BMW has announced that it plans to produce a fully electric version of the three-door hatchback Mini. The car will go into production in 2019, and the battery electric drivetrain will be produced at BMW's Bavarian facilities, then transported to Plant Oxford where it will join the cars. BMW says there will remain a diesel variant in addition to the petrol, plug-in hybrid, and EV versions of the Mini. No prototype shots have been released of the upcoming cars; the current one was unveiled in late 2013.

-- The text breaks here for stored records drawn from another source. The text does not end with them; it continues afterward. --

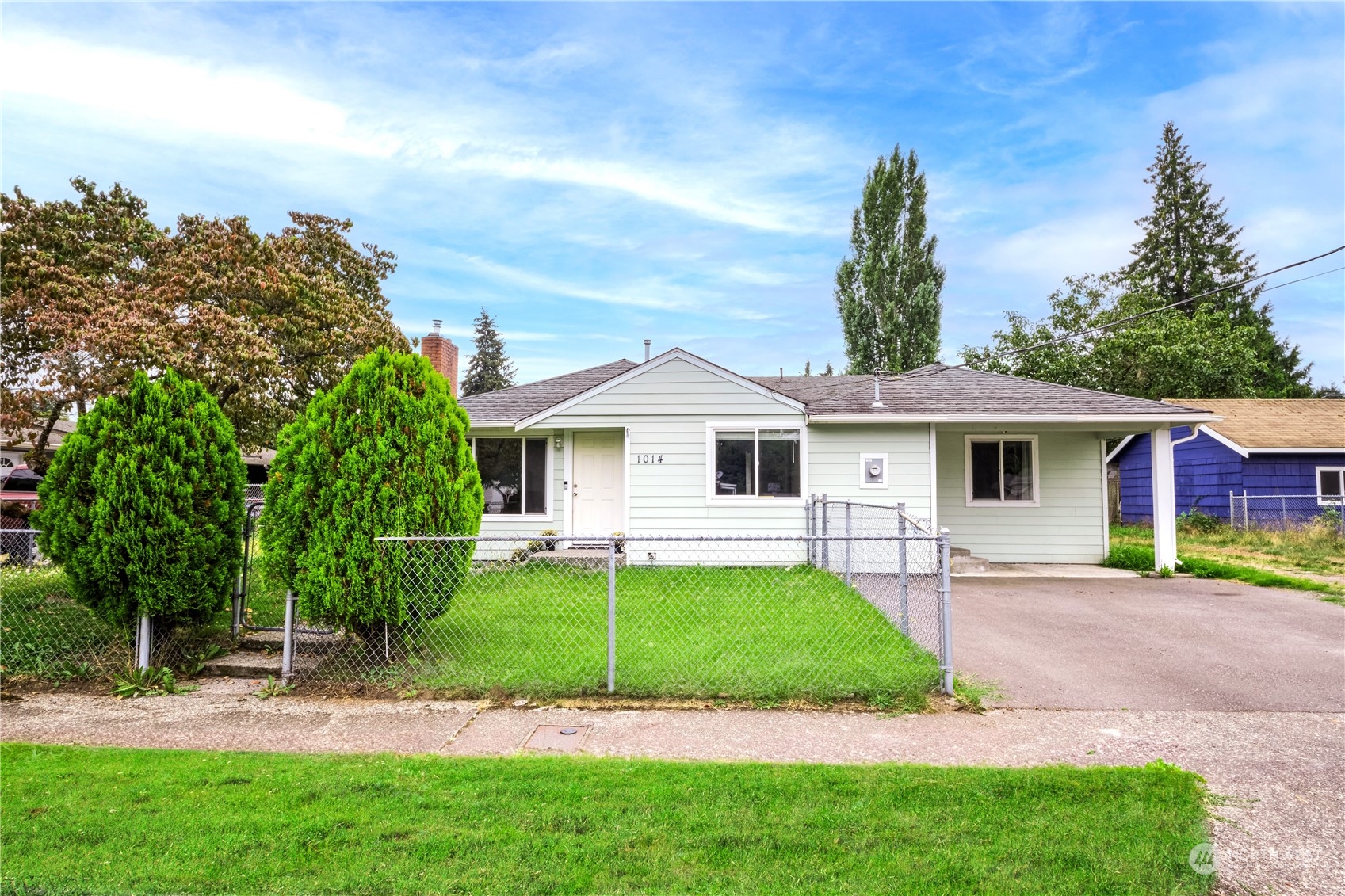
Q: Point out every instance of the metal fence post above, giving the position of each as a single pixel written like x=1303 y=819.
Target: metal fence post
x=946 y=607
x=901 y=568
x=826 y=545
x=144 y=641
x=239 y=604
x=287 y=658
x=611 y=615
x=849 y=576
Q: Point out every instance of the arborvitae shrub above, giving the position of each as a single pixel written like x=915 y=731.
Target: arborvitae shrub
x=143 y=505
x=385 y=452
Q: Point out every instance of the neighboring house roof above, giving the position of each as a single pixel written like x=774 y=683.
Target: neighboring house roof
x=941 y=391
x=510 y=406
x=1278 y=424
x=21 y=441
x=935 y=392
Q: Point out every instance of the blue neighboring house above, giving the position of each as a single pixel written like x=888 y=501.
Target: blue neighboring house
x=1262 y=447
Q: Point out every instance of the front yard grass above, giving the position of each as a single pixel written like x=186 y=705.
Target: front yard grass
x=79 y=820
x=748 y=633
x=1256 y=557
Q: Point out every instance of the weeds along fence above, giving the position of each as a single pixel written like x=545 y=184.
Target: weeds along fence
x=1286 y=512
x=748 y=618
x=46 y=634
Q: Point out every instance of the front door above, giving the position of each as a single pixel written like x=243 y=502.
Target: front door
x=598 y=482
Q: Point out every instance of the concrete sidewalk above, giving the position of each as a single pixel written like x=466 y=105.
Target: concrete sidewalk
x=1282 y=814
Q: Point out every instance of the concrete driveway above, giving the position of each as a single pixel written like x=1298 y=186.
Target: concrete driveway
x=1150 y=643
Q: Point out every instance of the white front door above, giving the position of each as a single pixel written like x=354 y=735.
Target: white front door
x=598 y=482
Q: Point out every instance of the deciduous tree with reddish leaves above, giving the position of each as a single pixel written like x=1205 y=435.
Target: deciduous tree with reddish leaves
x=93 y=291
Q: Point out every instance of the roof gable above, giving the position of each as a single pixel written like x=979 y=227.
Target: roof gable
x=654 y=364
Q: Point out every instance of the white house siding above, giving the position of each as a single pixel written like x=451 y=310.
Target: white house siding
x=1068 y=525
x=834 y=452
x=667 y=410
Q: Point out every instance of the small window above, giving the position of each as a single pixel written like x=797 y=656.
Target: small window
x=1003 y=470
x=513 y=475
x=1331 y=485
x=758 y=463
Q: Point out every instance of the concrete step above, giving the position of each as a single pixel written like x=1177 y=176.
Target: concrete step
x=245 y=664
x=966 y=562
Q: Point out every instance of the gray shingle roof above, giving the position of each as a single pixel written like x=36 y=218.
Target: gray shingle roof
x=943 y=391
x=511 y=406
x=935 y=391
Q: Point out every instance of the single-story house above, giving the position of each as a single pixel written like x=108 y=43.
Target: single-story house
x=677 y=444
x=1291 y=448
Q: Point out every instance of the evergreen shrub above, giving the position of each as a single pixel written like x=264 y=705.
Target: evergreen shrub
x=143 y=505
x=385 y=452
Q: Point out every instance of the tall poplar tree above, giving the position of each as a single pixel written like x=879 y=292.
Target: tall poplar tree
x=490 y=368
x=888 y=288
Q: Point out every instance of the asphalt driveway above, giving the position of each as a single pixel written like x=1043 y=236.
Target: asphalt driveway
x=1150 y=643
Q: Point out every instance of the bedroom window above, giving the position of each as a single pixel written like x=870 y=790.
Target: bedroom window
x=513 y=475
x=758 y=463
x=1331 y=485
x=1003 y=471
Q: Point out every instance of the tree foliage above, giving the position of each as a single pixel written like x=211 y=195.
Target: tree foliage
x=1217 y=346
x=143 y=505
x=888 y=288
x=490 y=368
x=384 y=452
x=93 y=291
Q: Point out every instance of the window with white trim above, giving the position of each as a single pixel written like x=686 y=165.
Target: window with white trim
x=758 y=463
x=1331 y=485
x=1003 y=470
x=513 y=474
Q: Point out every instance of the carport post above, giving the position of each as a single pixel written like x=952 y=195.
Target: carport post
x=945 y=543
x=144 y=638
x=611 y=615
x=901 y=566
x=287 y=658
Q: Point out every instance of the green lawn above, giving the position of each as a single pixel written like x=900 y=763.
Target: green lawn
x=119 y=821
x=752 y=633
x=46 y=634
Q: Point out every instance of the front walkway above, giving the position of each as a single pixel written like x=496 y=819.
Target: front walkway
x=1278 y=776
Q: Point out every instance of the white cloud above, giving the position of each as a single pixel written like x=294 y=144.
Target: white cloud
x=139 y=90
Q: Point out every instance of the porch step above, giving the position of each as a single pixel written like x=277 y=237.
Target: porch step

The UK production location isn't the only place where BMW builds Minis, as the former Volvo/Mitsubishi/Smart NedCar plant in the Netherlands has been tooled to build some of the 360,000 Minis built yearly. According to the BBC, UK Business Secretary Greg Clark considers the choice to build EV Minis in Britain a "vote of confidence" despite Brexit, and that it would see battery technology development boosted in the UK. By the time the EV version starts production, UK will likely have already left the European Union.

The electrification of the Mini is part of BMW Group's continuing addition of full-electric or plug-in versions to all its brands and model series. Of all the vehicles it will sell in 2025, 15-25 percent will be electrified in one way or the other. Similarly to Volvo, BMW sees flexible production to be in a key position in the future: The facilities would have to be able to build all versions at the same time, as markets fluctuate depending on incentives and infrastructure. If EVs sell strongly, the production process can quickly respond to the demand.

An electric Mini underwent trials back in 2008, so the full-scale production vehicle would have over a decade's worth of engineering behind it.